Example: Probability of getting 2 while rolling a die.
Here 2 is the random variable

P(X=2) = 1/6

3. PDF vs PMF vs CDF

PMF — Probability Mass function

The probability distribution of discrete variables is known as the probability mass function.

CDF -Cumulative Distribution Function

CDF is used to calculate the cumulative probability for a given random variable (X)

Example. What is the probability of getting values less than or equal to 4, while rolling a dice?

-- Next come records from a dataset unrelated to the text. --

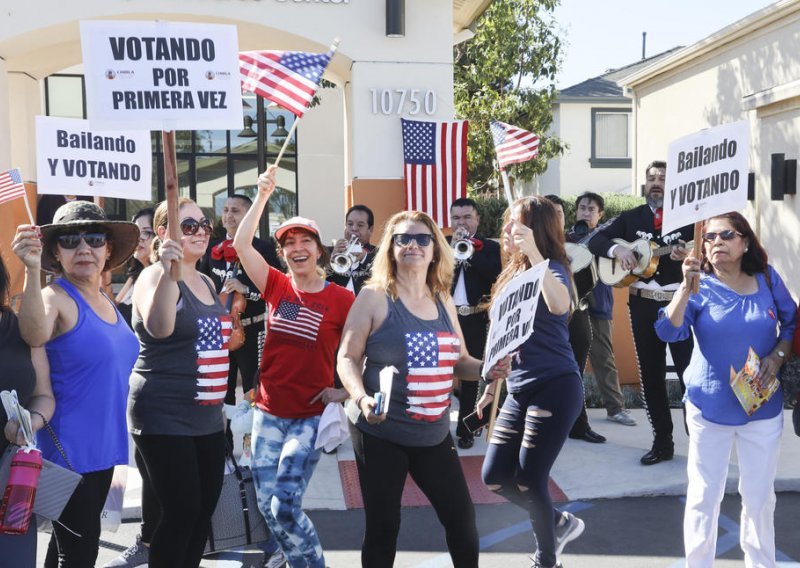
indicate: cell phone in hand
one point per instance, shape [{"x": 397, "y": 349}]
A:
[
  {"x": 378, "y": 404},
  {"x": 473, "y": 423}
]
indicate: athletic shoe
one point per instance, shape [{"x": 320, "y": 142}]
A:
[
  {"x": 622, "y": 417},
  {"x": 135, "y": 556},
  {"x": 277, "y": 560},
  {"x": 568, "y": 530}
]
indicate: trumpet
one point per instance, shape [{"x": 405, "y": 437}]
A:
[
  {"x": 462, "y": 245},
  {"x": 343, "y": 262}
]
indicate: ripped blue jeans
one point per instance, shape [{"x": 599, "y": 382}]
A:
[
  {"x": 528, "y": 435},
  {"x": 283, "y": 461}
]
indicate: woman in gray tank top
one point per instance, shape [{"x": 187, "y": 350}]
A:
[{"x": 405, "y": 318}]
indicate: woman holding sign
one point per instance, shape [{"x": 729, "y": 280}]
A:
[
  {"x": 742, "y": 314},
  {"x": 545, "y": 389}
]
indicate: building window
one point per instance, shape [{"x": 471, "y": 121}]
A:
[
  {"x": 611, "y": 138},
  {"x": 212, "y": 164}
]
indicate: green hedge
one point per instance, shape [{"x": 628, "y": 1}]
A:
[{"x": 491, "y": 209}]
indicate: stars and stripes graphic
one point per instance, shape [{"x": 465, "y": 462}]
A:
[
  {"x": 512, "y": 144},
  {"x": 287, "y": 78},
  {"x": 296, "y": 319},
  {"x": 435, "y": 157},
  {"x": 430, "y": 358},
  {"x": 213, "y": 334},
  {"x": 11, "y": 186}
]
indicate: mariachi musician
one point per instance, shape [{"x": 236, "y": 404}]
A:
[{"x": 222, "y": 265}]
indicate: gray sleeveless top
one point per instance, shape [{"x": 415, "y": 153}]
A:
[
  {"x": 179, "y": 382},
  {"x": 424, "y": 352}
]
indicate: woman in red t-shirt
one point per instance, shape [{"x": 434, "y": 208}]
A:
[{"x": 306, "y": 315}]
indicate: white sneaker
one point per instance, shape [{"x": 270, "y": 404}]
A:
[
  {"x": 622, "y": 417},
  {"x": 571, "y": 529},
  {"x": 277, "y": 560}
]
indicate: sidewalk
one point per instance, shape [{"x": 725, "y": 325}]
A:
[{"x": 583, "y": 471}]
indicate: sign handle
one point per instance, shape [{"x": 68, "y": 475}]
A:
[{"x": 171, "y": 178}]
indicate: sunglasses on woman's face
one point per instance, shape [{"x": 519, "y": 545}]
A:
[
  {"x": 190, "y": 226},
  {"x": 725, "y": 235},
  {"x": 72, "y": 240},
  {"x": 404, "y": 239}
]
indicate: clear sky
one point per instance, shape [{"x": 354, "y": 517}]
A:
[{"x": 604, "y": 34}]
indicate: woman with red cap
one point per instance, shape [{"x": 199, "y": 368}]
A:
[{"x": 305, "y": 318}]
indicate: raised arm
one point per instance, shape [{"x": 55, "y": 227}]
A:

P(X≤4)

P(X≤4) =0.67 .

CDF for a discrete variable [Image by Author]

PDF — Probability density function

The probability distribution of continuous variables is known as the probability density function.

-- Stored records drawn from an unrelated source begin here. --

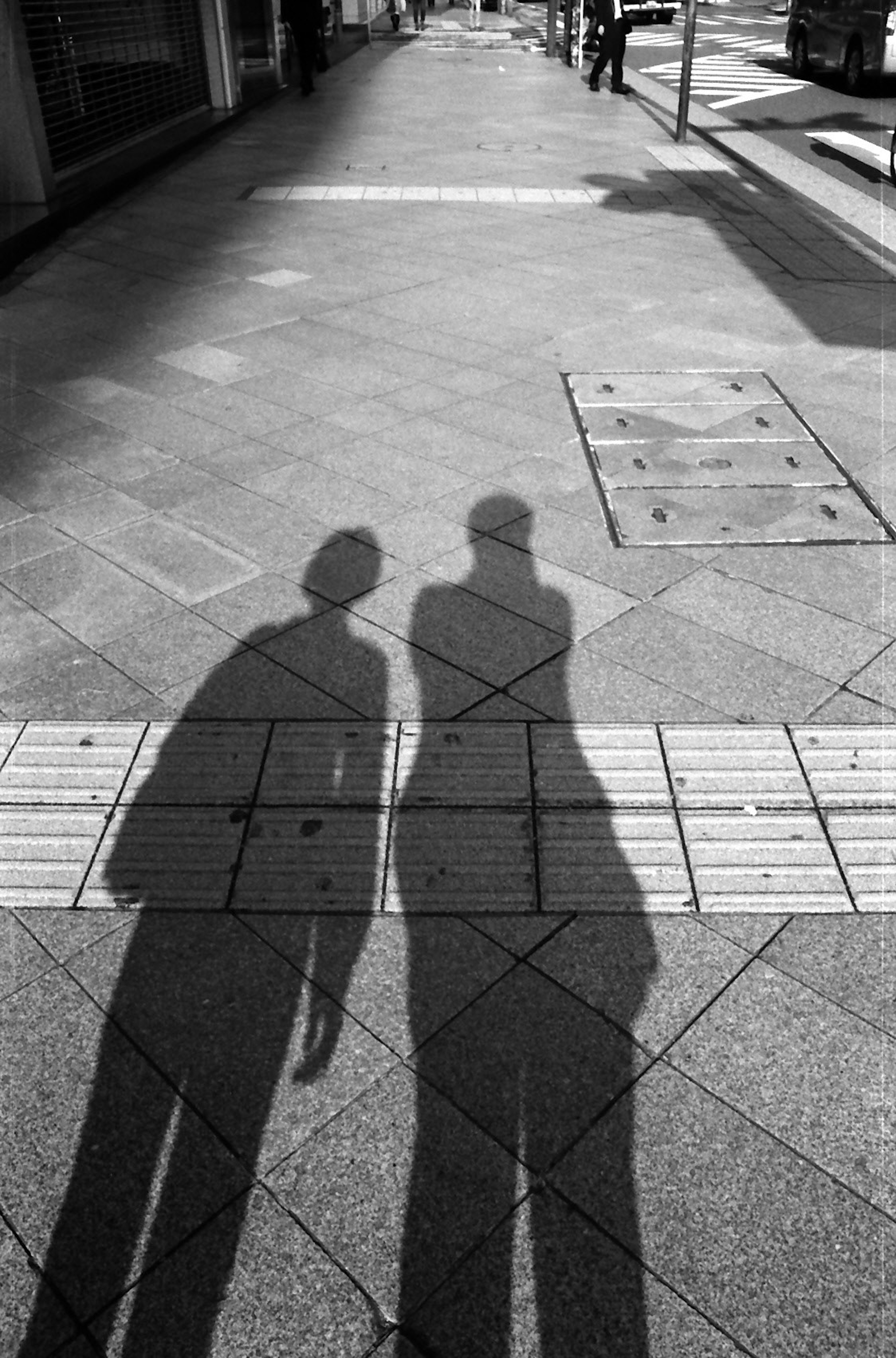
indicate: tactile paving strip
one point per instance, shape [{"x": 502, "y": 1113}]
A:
[
  {"x": 329, "y": 764},
  {"x": 459, "y": 765},
  {"x": 613, "y": 862},
  {"x": 769, "y": 862},
  {"x": 599, "y": 766},
  {"x": 659, "y": 447},
  {"x": 70, "y": 764},
  {"x": 44, "y": 853},
  {"x": 865, "y": 844},
  {"x": 173, "y": 859},
  {"x": 195, "y": 762},
  {"x": 313, "y": 859},
  {"x": 734, "y": 766},
  {"x": 849, "y": 766}
]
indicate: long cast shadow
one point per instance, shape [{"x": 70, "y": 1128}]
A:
[
  {"x": 533, "y": 1065},
  {"x": 218, "y": 1016}
]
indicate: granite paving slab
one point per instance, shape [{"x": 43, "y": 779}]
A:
[
  {"x": 728, "y": 1215},
  {"x": 785, "y": 1087},
  {"x": 652, "y": 977},
  {"x": 249, "y": 1041},
  {"x": 852, "y": 962},
  {"x": 252, "y": 1281},
  {"x": 548, "y": 1278},
  {"x": 88, "y": 1121},
  {"x": 400, "y": 1162},
  {"x": 530, "y": 1064}
]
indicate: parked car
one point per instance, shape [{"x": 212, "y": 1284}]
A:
[{"x": 857, "y": 37}]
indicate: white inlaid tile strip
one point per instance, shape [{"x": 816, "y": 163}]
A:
[{"x": 423, "y": 193}]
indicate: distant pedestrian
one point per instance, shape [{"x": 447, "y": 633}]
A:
[
  {"x": 306, "y": 25},
  {"x": 613, "y": 26}
]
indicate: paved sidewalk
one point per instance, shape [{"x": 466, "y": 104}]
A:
[{"x": 432, "y": 928}]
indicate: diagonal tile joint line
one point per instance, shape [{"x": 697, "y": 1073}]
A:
[{"x": 512, "y": 817}]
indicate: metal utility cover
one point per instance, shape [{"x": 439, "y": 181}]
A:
[
  {"x": 710, "y": 458},
  {"x": 679, "y": 464}
]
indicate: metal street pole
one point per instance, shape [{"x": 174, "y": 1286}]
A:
[
  {"x": 687, "y": 56},
  {"x": 552, "y": 29}
]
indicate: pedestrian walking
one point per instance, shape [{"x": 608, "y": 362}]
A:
[
  {"x": 613, "y": 26},
  {"x": 306, "y": 25}
]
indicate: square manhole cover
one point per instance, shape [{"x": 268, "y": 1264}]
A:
[{"x": 713, "y": 458}]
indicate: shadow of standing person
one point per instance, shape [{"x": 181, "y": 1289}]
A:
[
  {"x": 533, "y": 1065},
  {"x": 231, "y": 1035}
]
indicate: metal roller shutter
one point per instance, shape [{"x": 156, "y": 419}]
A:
[{"x": 109, "y": 71}]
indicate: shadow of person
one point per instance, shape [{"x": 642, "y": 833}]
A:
[
  {"x": 227, "y": 1038},
  {"x": 533, "y": 1065}
]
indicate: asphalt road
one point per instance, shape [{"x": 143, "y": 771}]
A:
[{"x": 743, "y": 71}]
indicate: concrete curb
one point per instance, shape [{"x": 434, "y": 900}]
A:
[{"x": 871, "y": 223}]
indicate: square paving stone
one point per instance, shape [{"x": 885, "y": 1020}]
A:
[
  {"x": 701, "y": 663},
  {"x": 182, "y": 564},
  {"x": 22, "y": 958},
  {"x": 262, "y": 1054},
  {"x": 459, "y": 862},
  {"x": 253, "y": 1281},
  {"x": 826, "y": 1091},
  {"x": 250, "y": 688},
  {"x": 530, "y": 1064},
  {"x": 613, "y": 862},
  {"x": 70, "y": 762},
  {"x": 398, "y": 1189},
  {"x": 329, "y": 764},
  {"x": 461, "y": 764},
  {"x": 261, "y": 609},
  {"x": 45, "y": 853},
  {"x": 402, "y": 980},
  {"x": 765, "y": 862},
  {"x": 165, "y": 859},
  {"x": 849, "y": 766},
  {"x": 549, "y": 1280},
  {"x": 599, "y": 766},
  {"x": 549, "y": 595},
  {"x": 313, "y": 859},
  {"x": 20, "y": 1284},
  {"x": 865, "y": 844},
  {"x": 206, "y": 764},
  {"x": 852, "y": 961},
  {"x": 88, "y": 689},
  {"x": 88, "y": 595},
  {"x": 734, "y": 766},
  {"x": 727, "y": 1215},
  {"x": 651, "y": 977},
  {"x": 170, "y": 651},
  {"x": 785, "y": 628},
  {"x": 88, "y": 1125}
]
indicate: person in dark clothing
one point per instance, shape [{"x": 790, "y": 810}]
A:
[
  {"x": 613, "y": 28},
  {"x": 306, "y": 24}
]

Example: Probability of weight of students in a class.

The probability density function for continuous variable [Image by Author]

CDF for continuous random variable [Image by Author]

4.Expected value

The expected value is the mean of the random variable

E(P(X))= X * P(X)

Example: What is the expected value while rolling a dice?

Random variables → X={1,2,3,4,5,6}

Probability distribution → P(X=x)=1/6

[x can be 1 or 2 or 3 or 4 or 5 or 6]

Expected Value → E(P(X))=1/6*1 + 1/6*2 + 1/6*3 +1/6*4 +1/6*5 +1/6*6

5. Independent Events vs Mutually Exclusive Events vs Dependent Events

Mutually Exclusive Events:

Event A and Event B are said to be mutually exclusive if they have no common outcomes and both can’t occur at the same time.

P( A and B )=0

Example:

Event A= Drawing a King from a deck of cards
Event B= Drawing a Queen from a deck of cards

Mutually Exclusive and Collectively Exhaustive Events:

The sum of probabilities of mutually exclusive and collectively exhaustive events is 1.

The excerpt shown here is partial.